The third edition of Ken Hyland’s Teaching and Researching Writing provides a wide-ranging review of the literature on the teaching and researching of writing. The book focuses on what is known about writing, what is known about the teaching of writing, and what has changed in the understanding and teaching of writing since the previous edition. While some of the material discusses familiar territory, the book serves as a comprehensive resource for those engaged with the study of writing—graduate students, writing teachers, and researchers.
The book is divided into three main sections that focus on writing in general, researching writing, and teaching writing. A fourth and final section provides quick takes on significant areas in the field and a collection of resources.
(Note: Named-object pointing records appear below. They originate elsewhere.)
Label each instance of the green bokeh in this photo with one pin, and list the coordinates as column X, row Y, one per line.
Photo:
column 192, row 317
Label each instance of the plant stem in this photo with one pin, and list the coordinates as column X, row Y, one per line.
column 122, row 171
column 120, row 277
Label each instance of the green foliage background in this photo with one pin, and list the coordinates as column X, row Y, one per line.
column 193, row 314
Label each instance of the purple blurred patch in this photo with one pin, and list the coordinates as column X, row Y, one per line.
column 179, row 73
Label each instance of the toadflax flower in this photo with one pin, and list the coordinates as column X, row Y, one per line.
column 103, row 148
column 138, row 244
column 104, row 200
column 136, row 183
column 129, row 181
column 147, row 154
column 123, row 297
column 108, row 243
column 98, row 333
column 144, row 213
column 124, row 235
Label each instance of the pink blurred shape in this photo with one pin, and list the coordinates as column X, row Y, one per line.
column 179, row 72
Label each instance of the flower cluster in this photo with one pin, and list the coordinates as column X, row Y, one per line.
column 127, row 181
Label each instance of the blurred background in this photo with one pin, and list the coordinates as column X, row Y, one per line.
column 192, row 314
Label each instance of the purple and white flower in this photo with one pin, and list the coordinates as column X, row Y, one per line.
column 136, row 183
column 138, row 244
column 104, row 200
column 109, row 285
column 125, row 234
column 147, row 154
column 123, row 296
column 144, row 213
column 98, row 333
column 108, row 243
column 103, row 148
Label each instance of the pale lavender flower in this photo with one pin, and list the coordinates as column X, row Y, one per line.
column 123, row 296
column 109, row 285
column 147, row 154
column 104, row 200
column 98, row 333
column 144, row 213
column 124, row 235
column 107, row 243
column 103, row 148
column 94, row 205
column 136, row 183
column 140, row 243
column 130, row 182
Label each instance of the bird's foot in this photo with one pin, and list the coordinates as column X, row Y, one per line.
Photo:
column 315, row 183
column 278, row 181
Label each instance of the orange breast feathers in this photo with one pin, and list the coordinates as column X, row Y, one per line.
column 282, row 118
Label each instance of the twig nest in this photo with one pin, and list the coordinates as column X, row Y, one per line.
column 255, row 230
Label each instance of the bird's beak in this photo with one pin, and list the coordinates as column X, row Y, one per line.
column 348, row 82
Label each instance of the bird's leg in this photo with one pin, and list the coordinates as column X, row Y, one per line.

What is most helpful are the many examples and case studies used throughout the book followed by Hyland’s critical assessment, commentary, and recommendations. The book is also well organized with helpful “this chapter will discuss” bulleted sections at the start of each chapter, early discussion that connects one chapter or section to the next, and the use of many tables and set-off boxed content to provide examples and additional information. Chapter 8, for example, discusses different approaches to teaching a writing course by looking at “how different conceptions of writing and learning have influenced teaching in real classrooms” (Hyland, 2016, p. 168). In this regard, Hyland shares extended examples of writing classes in New Zealand, Australia, Papua New Guinea, Hong Kong, and England, and the result is a fascinating discussion that reveals how context impacts instruction. The detailed discussion of how writing courses work in such varied but authentic contexts (i.e., real writing classes) shows how theory and practice converge.
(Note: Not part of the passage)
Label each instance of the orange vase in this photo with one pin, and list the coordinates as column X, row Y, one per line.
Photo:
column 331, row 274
While the book covers a lot ground, Hyland does point out in the introduction that what is known about writing and how to teach it is broad in scope. Such discussions, of course, are needed because it provides context to understand what has changed in the field. To understand the present one must recognize the past as the two are inexplicably connected and are what, of course, drive the future. This third edition of the book includes sections that deal with contemporary key issues such as writing and context, writing and technology, and writing and identity. In the Writing and Technology section of Chapter 2, Hyland discusses the tremendous impact technology has had on writing, noting that writing today means communicating meaning in more than just words. In Hyland’s discussion, he references Kress’s contributions to the field in terms of his ideas on multimodality and affordances. One aspect of the book I like most is the use of gray boxes to provide readers with more information. For example, after mentioning Kress, Hyland doesn’t simply skip onward; instead, recognizing that some may need a little more context, Hyland uses a gray box to share a short passage of Kress’s thoughts on affordances and how certain decisions impact meaning before moving forward. Some may find the frequency of these gray boxes a distraction from the discussion, but those readers who do not care to read such content can easily skip over it.
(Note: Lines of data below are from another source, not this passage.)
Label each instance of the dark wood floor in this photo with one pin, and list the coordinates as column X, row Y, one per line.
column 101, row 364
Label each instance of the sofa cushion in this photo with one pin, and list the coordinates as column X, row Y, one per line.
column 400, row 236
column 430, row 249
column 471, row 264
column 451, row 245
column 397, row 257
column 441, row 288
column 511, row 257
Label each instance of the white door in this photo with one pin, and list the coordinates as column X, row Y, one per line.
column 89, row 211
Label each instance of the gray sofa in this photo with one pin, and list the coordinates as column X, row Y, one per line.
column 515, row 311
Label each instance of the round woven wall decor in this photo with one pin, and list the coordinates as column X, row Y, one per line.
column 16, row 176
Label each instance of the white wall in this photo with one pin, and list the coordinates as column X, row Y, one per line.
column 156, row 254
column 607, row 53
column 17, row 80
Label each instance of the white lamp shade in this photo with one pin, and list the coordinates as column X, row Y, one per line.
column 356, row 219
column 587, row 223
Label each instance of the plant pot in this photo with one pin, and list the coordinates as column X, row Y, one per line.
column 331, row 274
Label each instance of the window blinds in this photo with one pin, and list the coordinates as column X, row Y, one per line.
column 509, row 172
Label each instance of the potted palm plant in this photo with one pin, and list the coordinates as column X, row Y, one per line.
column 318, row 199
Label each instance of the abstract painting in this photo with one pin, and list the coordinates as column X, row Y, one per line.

While Hyland does a fine job unifying the discussion and making connections from one part of the text to the next, I did not find the book one that needed to be read section by section or even chapter by chapter. Some may not even find it necessary to read the entire book. In this regard, the reader can skip around and read sections based on interests, and then use the suggestions for further reading or entries from the lengthy list of references to pursue those interests. This is not meant to be a criticism necessarily, as the book is a useful resource, and it is successful at discussing both theory and practice in a way that would appeal to those with some background knowledge of the professional literature and to graduate students.